Here's why security measures won't work on superintelligence

Added: 2026-05-17

[00:00:00]The authors make one last comparison to computer security. It's impossible to make computers that are fully secure, at least while still being useful. You can make computers more secure, but they'll still eventually fall to the best hackers funded by the biggest governments. As renowned security professional Bruce Schneij writes, "Modern systems have so many components and connections, some of them not even known by the systems designers, implementers, or users, that insecurities always remain." The authors give the classic example of a buffer overflow attack. A program asks for a username. Attackers type in a longer name than the program reserved space for in memory. The system by default stores the extra letters to the next location in memory. When the computer tries to use that next piece of memory, it can go haywire. If that happens when the computer is doing something important, say deciding what code to run next, the attackers can choose the right bizarre combination of characters and soon take control of the entire system. Testing usernames at random won't catch this attack. Only a few inputs work out of the hundreds of trillions of possibilities, almost all of which will just crash the computer. If the programmers could fully understand their system well enough to stop it from ever crashing or behaving unexpectedly, maybe they could stop all of these attacks.

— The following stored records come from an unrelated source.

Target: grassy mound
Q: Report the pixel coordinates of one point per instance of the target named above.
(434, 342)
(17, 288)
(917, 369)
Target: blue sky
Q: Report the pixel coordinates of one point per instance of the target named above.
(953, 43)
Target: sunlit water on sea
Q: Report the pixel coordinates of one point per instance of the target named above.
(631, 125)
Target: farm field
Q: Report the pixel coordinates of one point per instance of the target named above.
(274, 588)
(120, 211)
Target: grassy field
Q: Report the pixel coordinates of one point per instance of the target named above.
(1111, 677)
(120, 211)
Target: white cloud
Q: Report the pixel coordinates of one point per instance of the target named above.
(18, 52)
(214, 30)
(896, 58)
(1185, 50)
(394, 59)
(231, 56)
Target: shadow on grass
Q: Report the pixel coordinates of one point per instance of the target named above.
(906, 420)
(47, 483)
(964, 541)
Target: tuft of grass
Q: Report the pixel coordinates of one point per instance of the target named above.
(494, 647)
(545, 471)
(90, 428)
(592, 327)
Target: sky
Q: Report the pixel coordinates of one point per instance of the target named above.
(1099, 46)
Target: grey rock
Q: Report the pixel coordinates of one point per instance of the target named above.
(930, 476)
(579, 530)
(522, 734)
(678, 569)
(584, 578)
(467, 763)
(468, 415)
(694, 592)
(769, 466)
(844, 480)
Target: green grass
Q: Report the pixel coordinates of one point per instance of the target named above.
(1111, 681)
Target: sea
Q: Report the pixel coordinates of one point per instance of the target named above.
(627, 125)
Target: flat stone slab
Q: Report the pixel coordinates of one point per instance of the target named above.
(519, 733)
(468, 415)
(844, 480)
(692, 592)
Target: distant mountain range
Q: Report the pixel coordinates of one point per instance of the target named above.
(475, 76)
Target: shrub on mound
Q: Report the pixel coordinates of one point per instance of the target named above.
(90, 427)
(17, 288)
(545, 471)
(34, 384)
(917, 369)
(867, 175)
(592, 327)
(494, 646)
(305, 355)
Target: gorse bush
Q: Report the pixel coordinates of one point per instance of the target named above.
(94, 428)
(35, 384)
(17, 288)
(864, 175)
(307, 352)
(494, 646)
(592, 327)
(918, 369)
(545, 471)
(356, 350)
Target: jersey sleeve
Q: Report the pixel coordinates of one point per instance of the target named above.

[00:01:17]But in the real world with complex systems, an attacker that knows the system better than they do will always be able to find a vulnerability that slipped past the programs. Yowski and Sori say that the lesson here isn't that very smart AIs could hack the world's computers, although they could. It's that if you're relying on the constraints that you know enough to come up with to stop an entity that knows the game better than you, you're always doomed to lose. Constraining an unaligned super intelligence, they argue, is just like computer security.

[00:01:46]Novices think they can win. Experts know that they can only delay losing. If you want to try to keep an AI from causing trouble, you might try putting restrictions on the AI to try to make it slow down or prevent it from making itself smarter or any number of things.

[00:02:02]But the moment your restrictions get in the way of something the AI is trying to do, it will look for a way around the rules, at least by default. And no matter how hard you try, there's just no way you'll be able to catch every vulnerability the AI might exploit. This doesn't work even for computers that we control every part of, much less the real world. with all its complexity. So, if the AI is smart enough, your restrictions will probably barely slow it down.